Il maschilismo … si trasmette di madre in figlio.

Quelle madri che venerano il figlio maschio al di sopra di ogni cosa (magari affiancate anche da una figura di compagno/padre non del tutto adamantina), quelle madri che permettono tutto e giustificano anche di più al figlio lasciandolo, beatamente, pascolare nella errata convinzione che tutto gli sia dovuto e che ogni cosa sia li solo ed unicamente per suo diletto!
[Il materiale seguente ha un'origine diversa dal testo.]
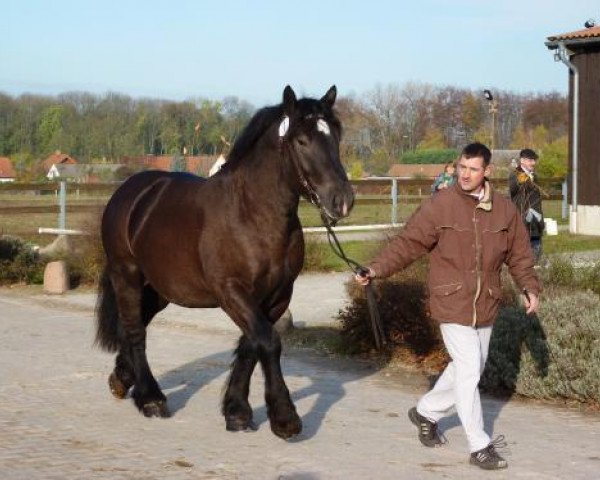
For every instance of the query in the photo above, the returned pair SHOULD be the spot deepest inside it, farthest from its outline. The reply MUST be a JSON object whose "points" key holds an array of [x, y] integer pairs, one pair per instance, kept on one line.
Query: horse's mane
{"points": [[258, 124]]}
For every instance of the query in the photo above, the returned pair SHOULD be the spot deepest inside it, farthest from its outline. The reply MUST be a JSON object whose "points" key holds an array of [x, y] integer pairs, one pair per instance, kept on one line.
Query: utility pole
{"points": [[492, 109]]}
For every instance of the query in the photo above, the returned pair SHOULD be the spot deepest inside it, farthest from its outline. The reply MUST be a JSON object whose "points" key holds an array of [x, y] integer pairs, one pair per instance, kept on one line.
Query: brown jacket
{"points": [[469, 240]]}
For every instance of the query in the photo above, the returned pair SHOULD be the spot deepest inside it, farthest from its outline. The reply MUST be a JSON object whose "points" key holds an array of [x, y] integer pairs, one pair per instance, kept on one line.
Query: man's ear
{"points": [[329, 98], [289, 101]]}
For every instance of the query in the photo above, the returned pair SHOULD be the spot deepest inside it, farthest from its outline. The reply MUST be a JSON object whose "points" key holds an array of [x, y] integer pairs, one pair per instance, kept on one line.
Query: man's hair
{"points": [[474, 150], [528, 153]]}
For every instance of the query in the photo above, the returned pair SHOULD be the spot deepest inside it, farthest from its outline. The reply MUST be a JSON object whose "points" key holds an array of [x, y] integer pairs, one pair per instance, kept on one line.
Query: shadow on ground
{"points": [[327, 376]]}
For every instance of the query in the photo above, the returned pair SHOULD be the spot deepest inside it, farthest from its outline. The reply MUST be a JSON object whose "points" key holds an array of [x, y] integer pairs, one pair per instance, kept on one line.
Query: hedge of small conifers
{"points": [[554, 355]]}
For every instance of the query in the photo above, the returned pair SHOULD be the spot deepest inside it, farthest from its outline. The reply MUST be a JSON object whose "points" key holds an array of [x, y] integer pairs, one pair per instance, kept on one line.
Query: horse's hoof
{"points": [[117, 387], [287, 429], [156, 409], [236, 424]]}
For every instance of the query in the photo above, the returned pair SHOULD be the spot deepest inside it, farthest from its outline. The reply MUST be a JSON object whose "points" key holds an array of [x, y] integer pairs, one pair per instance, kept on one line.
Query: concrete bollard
{"points": [[551, 226], [56, 279], [285, 323]]}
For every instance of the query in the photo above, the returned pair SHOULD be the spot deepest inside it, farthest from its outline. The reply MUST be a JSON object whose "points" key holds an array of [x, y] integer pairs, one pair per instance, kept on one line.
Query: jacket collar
{"points": [[486, 201]]}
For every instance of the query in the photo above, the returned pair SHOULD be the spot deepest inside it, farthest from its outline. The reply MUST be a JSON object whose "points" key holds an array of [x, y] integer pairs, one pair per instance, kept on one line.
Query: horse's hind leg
{"points": [[236, 409], [129, 293], [123, 376]]}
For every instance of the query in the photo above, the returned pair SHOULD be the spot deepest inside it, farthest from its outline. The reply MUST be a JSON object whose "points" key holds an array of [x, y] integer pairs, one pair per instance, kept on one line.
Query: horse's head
{"points": [[310, 133]]}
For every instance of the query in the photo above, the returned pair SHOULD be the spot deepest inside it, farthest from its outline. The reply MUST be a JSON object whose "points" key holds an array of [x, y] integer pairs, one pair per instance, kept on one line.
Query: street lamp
{"points": [[492, 108]]}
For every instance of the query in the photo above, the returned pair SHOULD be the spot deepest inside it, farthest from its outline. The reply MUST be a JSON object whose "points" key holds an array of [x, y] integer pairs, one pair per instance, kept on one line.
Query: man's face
{"points": [[528, 164], [471, 173]]}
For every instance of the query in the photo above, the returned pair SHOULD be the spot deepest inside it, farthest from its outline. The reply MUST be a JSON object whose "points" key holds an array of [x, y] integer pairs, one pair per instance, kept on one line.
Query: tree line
{"points": [[380, 125]]}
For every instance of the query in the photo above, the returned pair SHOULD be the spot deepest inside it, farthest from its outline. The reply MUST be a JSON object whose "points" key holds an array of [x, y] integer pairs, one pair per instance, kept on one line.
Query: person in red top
{"points": [[470, 231]]}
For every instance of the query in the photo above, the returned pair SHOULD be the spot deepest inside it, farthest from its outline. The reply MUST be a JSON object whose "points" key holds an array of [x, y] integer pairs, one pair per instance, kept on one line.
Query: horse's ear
{"points": [[289, 100], [329, 97]]}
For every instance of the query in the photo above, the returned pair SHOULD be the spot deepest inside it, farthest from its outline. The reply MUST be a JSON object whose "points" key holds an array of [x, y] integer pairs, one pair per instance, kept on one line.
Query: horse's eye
{"points": [[302, 140]]}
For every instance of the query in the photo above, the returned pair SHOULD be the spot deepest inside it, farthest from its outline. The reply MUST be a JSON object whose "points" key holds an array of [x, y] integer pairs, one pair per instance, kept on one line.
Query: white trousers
{"points": [[458, 385]]}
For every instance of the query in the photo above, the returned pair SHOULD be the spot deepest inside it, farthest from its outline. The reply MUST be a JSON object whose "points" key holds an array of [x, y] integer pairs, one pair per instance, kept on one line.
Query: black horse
{"points": [[232, 241]]}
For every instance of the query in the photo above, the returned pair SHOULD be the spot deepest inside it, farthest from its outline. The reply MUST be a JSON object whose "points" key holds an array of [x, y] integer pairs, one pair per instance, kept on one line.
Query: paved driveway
{"points": [[58, 420]]}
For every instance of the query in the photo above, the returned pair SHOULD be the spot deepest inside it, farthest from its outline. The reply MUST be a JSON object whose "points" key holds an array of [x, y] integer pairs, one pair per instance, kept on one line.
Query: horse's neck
{"points": [[268, 178]]}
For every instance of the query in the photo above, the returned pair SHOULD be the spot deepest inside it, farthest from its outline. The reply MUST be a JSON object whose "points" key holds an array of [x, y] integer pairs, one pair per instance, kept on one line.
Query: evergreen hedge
{"points": [[552, 355]]}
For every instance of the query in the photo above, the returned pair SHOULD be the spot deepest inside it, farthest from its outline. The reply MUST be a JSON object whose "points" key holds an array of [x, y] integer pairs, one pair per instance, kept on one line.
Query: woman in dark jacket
{"points": [[527, 196]]}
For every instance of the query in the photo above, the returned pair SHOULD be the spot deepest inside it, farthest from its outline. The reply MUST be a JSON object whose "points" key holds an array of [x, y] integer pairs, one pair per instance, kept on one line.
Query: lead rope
{"points": [[357, 268]]}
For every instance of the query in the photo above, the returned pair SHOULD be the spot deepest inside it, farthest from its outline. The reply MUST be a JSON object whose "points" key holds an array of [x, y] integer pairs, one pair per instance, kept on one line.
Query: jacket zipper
{"points": [[477, 267]]}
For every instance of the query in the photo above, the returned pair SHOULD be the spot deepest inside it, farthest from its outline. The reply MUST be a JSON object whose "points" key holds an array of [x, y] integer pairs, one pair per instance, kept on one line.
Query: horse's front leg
{"points": [[260, 342], [235, 408], [128, 295]]}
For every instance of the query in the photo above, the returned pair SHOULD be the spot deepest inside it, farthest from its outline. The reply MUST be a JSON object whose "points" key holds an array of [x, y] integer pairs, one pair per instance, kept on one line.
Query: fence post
{"points": [[565, 206], [62, 201], [394, 201]]}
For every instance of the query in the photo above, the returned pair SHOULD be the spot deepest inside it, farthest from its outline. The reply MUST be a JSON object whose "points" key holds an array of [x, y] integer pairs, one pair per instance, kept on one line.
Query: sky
{"points": [[186, 49]]}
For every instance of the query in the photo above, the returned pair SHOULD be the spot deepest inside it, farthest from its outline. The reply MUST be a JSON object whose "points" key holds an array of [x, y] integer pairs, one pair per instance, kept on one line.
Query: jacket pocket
{"points": [[495, 247], [447, 289], [495, 292]]}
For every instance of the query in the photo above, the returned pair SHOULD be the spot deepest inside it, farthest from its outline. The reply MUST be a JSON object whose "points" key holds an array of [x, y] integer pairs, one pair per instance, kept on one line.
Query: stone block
{"points": [[56, 278]]}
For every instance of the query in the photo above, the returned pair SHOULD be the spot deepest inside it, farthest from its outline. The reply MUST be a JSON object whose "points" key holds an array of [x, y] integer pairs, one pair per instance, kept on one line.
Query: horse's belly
{"points": [[187, 292]]}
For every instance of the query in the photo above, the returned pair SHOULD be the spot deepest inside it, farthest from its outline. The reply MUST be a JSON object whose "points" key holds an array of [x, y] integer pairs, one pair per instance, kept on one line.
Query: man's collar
{"points": [[484, 196]]}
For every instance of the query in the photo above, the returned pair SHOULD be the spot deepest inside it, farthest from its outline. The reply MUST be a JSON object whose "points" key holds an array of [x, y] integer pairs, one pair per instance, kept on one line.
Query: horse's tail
{"points": [[107, 315]]}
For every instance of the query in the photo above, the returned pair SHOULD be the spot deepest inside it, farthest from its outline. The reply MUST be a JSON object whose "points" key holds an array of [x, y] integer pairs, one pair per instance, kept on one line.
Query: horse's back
{"points": [[135, 199]]}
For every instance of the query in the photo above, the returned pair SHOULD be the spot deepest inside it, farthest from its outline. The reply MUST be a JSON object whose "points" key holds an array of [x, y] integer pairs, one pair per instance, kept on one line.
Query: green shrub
{"points": [[555, 354], [19, 263], [552, 355]]}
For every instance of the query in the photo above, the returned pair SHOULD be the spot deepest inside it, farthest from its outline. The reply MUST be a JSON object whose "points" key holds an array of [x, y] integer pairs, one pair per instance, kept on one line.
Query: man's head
{"points": [[528, 159], [473, 166]]}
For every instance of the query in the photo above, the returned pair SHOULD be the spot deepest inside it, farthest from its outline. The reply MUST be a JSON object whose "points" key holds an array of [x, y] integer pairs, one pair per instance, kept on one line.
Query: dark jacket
{"points": [[526, 194], [469, 241]]}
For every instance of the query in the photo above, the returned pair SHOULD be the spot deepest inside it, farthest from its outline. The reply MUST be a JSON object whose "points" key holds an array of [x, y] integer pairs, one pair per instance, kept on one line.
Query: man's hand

Sono proprio queste madri che trasmettono il maschilismo come forma mentis, come convinzione intima e imprescindibile dal proprio ego, di esser migliori solo in virtù del proprio esser maschio (non già, attenzione, Uomini … cosa BEN DIVERSA!!!), una forma mentis che poi è ben difficile da eradicare, da modificare e che poi si trasformano in una forma di violenza ben peggiore di quella fisica (i lividi poi passano, ci si puo’ mettere qlc su … ma le ferite dell’animo?)!!!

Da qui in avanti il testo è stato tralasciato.